Penetapan dilakukan melalui sidang isbat yang dipimpin Menteri Agama Nasaruddin Umar pada Kamis, 19 Maret 2026. Pemerintah menyatakan keputusan diambil berdasarkan hasil hisab dan tidak adanya laporan rukyat hilal, sehingga Ramadan disempurnakan menjadi 30 hari.
Di Sumatra, efek keputusan ini tampak pada layanan transportasi menjelang Lebaran. Di Banda Aceh, penumpang menuju Sabang meningkat dari 921 orang pada H-4, menjadi 1.050 orang pada H-3, lalu 1.233 orang pada H-2. Kenaikan itu mendorong penambahan masing-masing satu trip untuk kapal cepat dan kapal lambat sejak Senin, 16 Maret 2026.
Sementara di Lampung Selatan, ASDP mencatat 52.707 orang menyeberang dari Sumatera ke Jawa dalam 24 jam pada H-4, naik 11,4 persen dibanding periode yang sama tahun lalu. Total kendaraan yang menyeberang juga mencapai 9.565 unit. Angka ini memperlihatkan bahwa jalur laut dan penyeberangan tetap menjadi simpul utama arus balik dan arus mudik warga Sumatra.
Menteri Agama Nasaruddin Umar menyatakan, “Berdasarkan hasil hisab dan tidak adanya laporan rukyat hilal, disepakati bahwa 1 Syawal 1447 Hijriah jatuh pada hari Sabtu, 21 Maret 2026.”
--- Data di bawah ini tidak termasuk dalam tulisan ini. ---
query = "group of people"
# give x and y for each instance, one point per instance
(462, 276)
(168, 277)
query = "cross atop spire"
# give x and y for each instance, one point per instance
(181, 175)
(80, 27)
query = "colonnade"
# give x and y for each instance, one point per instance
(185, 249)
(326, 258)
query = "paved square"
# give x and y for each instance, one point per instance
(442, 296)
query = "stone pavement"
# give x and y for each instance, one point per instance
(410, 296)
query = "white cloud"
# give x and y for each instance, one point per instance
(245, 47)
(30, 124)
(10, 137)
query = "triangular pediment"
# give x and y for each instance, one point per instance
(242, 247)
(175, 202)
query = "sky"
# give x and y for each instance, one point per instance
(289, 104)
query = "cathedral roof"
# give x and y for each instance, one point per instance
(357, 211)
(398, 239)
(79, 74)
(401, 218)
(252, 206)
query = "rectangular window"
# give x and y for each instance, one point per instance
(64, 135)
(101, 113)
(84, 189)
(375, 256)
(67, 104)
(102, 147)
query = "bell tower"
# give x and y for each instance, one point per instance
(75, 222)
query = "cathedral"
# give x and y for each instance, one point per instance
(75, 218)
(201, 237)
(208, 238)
Bagi warga Sumatra, keputusan ini bukan sekadar kepastian kalender ibadah, tetapi juga penentu jadwal perjalanan, distribusi penumpang, dan kepadatan layanan transportasi. Operator pelabuhan, terminal, dan moda penyeberangan kini harus menyesuaikan ritme layanan agar lonjakan tidak berujung pada antrean panjang atau penumpukan di titik keberangkatan.
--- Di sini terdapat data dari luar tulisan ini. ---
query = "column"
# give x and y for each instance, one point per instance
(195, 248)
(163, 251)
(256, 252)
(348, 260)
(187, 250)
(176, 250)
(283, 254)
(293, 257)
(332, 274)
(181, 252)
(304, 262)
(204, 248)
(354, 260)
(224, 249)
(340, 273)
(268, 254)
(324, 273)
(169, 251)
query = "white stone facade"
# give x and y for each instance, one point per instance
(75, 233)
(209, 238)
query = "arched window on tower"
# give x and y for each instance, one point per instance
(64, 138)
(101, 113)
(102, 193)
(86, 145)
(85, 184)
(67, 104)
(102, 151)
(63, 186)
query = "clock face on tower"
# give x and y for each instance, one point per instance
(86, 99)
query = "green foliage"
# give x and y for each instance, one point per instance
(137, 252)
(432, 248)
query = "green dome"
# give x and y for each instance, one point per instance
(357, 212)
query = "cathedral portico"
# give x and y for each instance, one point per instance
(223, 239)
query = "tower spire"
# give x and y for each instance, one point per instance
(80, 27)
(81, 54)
Di Aceh, peningkatan penumpang ke Sabang menunjukkan mobilitas antarpulau dalam provinsi ikut naik seiring kepastian Lebaran. Di Lampung, Bakauheni kembali menjadi pintu terpadat untuk arus dari Sumatra ke Jawa. Dua contoh ini menegaskan bahwa keputusan nasional memiliki konsekuensi operasional langsung di lapangan.
Apa berikutnya, warga diimbau memastikan tiket, jadwal keberangkatan, dan waktu tempuh cadangan sebelum berangkat. Bagi pemudik dari dan menuju wilayah Sumatra, memantau pengumuman resmi operator transportasi menjadi langkah penting agar perjalanan lebih tertib dan aman.